Earlier today, in a 2-to-1 decision giving a victory to employers, the Fifth Circuit reversed the NLRB’s finding that D.R. Horton had violated the National Labor Relations Act by requiring its employees to sign arbitration agreements with class action waivers. D.R. Horton, Incorporated v. NLRB, No. 12-60031 (5th Cir. Dec. 3, 2013) (click here for a copy of the decision).
The Fifth Circuit reasoned that the NLRB did not give proper weight to the FAA, and the Fifth Circuit discussed two exceptions to the core principle that arbitration agreements are generally enforceable under the FAA. First, an arbitration agreement may be invalidated based on generally-applicable contract defenses pursuant to the FAA’s savings clause, and second, another statute’s contrary congressional command may preclude application of the FAA.
With respect to the FAA’s savings clause, the Fifth Circuit explained that although the NLRB’s ruling appears to be facially neutral by requiring employees to have access to class procedures in either arbitration or judicial proceedings, the NLRB’s ruling disfavors arbitration.
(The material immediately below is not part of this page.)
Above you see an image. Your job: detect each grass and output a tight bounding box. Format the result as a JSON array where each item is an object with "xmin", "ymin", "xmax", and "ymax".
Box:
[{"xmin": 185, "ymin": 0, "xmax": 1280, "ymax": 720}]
The Fifth Circuit relied heavily on the Supreme Court’s Concepcion decision, where the majority found that requiring class procedures is inconsistent with the “fundamental attributes” of arbitration under the FAA. The Fifth Circuit also found that neither the text nor the legislative history of the National Labor Relations Act overrides the FAA. The Fifth Circuit concluded that although the National Labor Relations Act does generally protect employees’ rights of collective action, arbitration agreements containing class action waivers are enforceable under the FAA.
The Fifth Circuit noted that some particular language of the arbitration clause at issue was problematic. The clause at issue stated that the employee was waiving his or her “right to file a lawsuit or other civil proceeding.” The NLRB found, and the Fifth Circuit agreed, that employees could reasonably misconstrue this broad language as precluding their ability to file administrative charges with the NLRB, and as a result, this misleading language from the arbitration agreement violated the National Labor Relations Act.
A dissenting judge found that the NLRB’s ruling would not conflict with the FAA. The dissenting judge reasoned that the FAA was intended to place arbitration agreements on equal footing with any other contract, and to find that an arbitration agreement must yield to federal labor law treats the arbitration agreement just like any other contract that conflicts with labor law.
The Fifth Circuit’s decision is flawed. The Fifth Circuit reasoned that nothing in the National Labor Relations Act indicates that it overrides the FAA. However, the Fifth Circuit was assuming that the FAA is applicable to this fact pattern to begin with. As explained in my book exploring the legal history of the FAA, Outsourcing Justice, the FAA was never intended to apply in the employment context.